Research and Development Expenses
All research and development costs are expensed as incurred and include costs of consultants and contract research facilities who conduct research and development on our behalf and on behalf of AtheroNova Operations. We have contracted with third parties to facilitate, coordinate and perform agreed upon research and development of our technology. We have expensed all costs associated with the conduct of the laboratory research as well as the costs associated with peripheral clinical researchers as period costs.
Stock-Based Compensation
We periodically issues stock options and warrants to employees and non-employees in non-capital raising transactions for services and for financing costs. We account for stock option and warrant grants issued and vesting to employees based on the authoritative guidance provided by the Financial Accounting Standards Board whereas the value of the award is measured on the date of grant and recognized over the vesting period. We account for stock option and warrant grants issued and vesting to non-employees in accordance with the authoritative guidance of the Financial Accounting Standards Board whereas the value of the stock compensation is based upon the measurement date as determined at either a) the date at which a performance commitment is reached, or b) at the date at which the necessary performance to earn the equity instruments is complete. Non-employee stock-based compensation charges generally are amortized over the vesting period on a straight-line basis.
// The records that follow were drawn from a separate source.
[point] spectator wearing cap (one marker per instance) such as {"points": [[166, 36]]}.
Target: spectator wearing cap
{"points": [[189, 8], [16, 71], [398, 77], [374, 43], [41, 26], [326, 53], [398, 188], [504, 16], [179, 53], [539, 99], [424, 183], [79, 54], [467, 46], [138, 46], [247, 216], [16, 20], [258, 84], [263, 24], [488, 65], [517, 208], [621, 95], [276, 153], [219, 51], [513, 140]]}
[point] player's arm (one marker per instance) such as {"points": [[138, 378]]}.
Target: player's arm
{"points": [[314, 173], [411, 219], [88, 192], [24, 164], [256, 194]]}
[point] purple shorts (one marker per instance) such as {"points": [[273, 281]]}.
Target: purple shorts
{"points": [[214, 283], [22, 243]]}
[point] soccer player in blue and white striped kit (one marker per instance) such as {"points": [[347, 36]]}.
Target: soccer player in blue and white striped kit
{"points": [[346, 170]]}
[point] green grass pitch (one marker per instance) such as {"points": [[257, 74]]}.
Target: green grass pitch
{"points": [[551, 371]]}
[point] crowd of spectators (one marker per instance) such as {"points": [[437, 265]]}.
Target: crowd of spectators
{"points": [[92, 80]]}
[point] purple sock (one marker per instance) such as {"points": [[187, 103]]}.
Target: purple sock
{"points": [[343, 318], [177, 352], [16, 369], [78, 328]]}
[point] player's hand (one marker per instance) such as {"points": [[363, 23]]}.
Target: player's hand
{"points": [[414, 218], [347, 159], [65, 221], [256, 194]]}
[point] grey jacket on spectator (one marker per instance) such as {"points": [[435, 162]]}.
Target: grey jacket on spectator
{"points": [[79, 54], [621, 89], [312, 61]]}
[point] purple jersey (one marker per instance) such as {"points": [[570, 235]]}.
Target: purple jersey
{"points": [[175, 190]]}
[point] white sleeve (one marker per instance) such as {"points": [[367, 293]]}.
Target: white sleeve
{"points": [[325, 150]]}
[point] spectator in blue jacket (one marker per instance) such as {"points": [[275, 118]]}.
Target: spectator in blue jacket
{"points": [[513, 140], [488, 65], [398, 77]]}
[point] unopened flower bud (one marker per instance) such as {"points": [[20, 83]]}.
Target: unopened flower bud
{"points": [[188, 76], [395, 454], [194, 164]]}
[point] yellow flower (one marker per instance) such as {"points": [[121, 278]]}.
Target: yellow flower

In certain circumstances where there are no future performance requirements by the non-employee, option grants are immediately vested and the total stock-based compensation charge is recorded in the period of the measurement date.
The fair value of our common stock option and warrant grant is estimated using the Black-Scholes-Merton option pricing model, which uses certain assumptions related to risk-free interest rates, expected volatility, expected life of the common stock options, and future dividends. Compensation expense is recorded based upon the value derived from the Black-Scholes-Merton option pricing model, and based on actual experience. The assumptions used in the Black-Scholes-Merton option pricing model could materially affect compensation expense recorded in future periods.
Derivative Financial instruments
We evaluate all of our financial instruments to determine if such instruments are derivatives or contain features that qualify as embedded derivatives. For derivative financial instruments that are accounted for as liabilities, the derivative instrument is initially recorded at its fair value and is re-valued at each reporting date, with changes in fair value reported in the condensed consolidated statement of operations. For stock-based derivative financial instruments, we use the Black-Scholes-Merton option pricing model to value the derivatives instruments at inception and on subsequent valuation dates. The classification of derivative instruments, including whether such instruments should be recorded as liabilities or as equity, is evaluated at the end of each reporting period. Derivative instrument liabilities are classified in the balance e sheet as current or non-current based on whether or not net-cash settlement of the derivative instrument could be required within 12 months of the balance sheet date.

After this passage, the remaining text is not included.